Evaluating the utility of a two‐assay serological algorithm for hepatitis C screening in a low prevalence population

INTRODUCTION: Screening for hepatitis C virus (HCV) is performed by testing for anti‐HCV antibodies, which may yield false‐positive results leading to additional testing and other downstream consequences for the patient. We report our experience in a low prevalence population (<0.05%) using a two‐assay algorithm aimed at testing specimens with borderline or weak positive anti‐HCV reactivity in the screening assay by a second anti‐HCV assay prior to confirming positive anti‐HCV results with RT‐PCR. MATERIALS AND METHODS: Retrospective analysis of 58,908 plasma samples was obtained over a 5‐year period.
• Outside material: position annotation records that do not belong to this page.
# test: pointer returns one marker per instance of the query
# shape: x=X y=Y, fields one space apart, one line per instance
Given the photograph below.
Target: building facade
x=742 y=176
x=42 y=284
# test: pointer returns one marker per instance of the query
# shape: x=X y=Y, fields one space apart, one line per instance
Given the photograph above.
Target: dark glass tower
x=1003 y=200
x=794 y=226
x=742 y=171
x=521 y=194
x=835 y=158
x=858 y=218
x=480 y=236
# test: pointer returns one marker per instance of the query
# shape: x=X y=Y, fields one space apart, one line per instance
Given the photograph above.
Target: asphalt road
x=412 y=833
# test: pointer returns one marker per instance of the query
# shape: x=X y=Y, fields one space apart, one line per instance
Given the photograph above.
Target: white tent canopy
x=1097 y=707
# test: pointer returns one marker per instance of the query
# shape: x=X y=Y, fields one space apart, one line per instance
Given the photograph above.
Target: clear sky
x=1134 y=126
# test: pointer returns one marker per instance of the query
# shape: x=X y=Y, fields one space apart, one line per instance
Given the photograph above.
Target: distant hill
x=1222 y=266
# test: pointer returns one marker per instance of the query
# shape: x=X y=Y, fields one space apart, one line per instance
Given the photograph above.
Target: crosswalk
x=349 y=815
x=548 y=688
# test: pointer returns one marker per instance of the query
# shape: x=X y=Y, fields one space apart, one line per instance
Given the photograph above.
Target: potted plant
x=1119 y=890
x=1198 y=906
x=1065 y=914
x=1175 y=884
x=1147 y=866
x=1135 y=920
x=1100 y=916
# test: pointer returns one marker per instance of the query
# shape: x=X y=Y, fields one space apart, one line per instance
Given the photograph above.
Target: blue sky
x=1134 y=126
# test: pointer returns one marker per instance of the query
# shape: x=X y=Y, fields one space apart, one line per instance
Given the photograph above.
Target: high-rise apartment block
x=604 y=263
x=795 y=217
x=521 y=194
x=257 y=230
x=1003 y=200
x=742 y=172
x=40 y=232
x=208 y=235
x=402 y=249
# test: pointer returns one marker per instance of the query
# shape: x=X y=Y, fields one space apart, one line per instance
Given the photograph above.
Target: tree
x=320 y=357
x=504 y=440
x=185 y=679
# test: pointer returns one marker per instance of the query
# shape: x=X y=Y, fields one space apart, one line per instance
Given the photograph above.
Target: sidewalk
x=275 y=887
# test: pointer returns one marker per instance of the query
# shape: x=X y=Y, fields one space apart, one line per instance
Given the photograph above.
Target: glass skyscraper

Samples were initially tested using the Elecsys Anti‐HCV II assay (Roche Diagnostics), with borderline or weakly positive results (defined in our algorithm as a Roche cutoff index of 0.9–19.99) reflexively analyzed using the Architect Anti‐HCV assay (Abbott Diagnostics). The Abbott anti‐HCV results dictated the final anti‐HCV interpretation for reflexed samples. RESULTS: Our testing algorithm resulted in 180 samples requiring second‐line testing, with final anti‐HCV results interpreted as 9% positive, 87% negative, and 4% indeterminate. The positive predictive value (PPV) of a weakly positive Roche result was 12%, which was significantly lower than the PPV using our two‐assay approach (65%). CONCLUSIONS: The incorporation of a two‐assay serological testing algorithm in a low prevalence population provides a cost‐effective method of improving the PPV of HCV screening in specimens with borderline or weakly positive anti‐HCV results.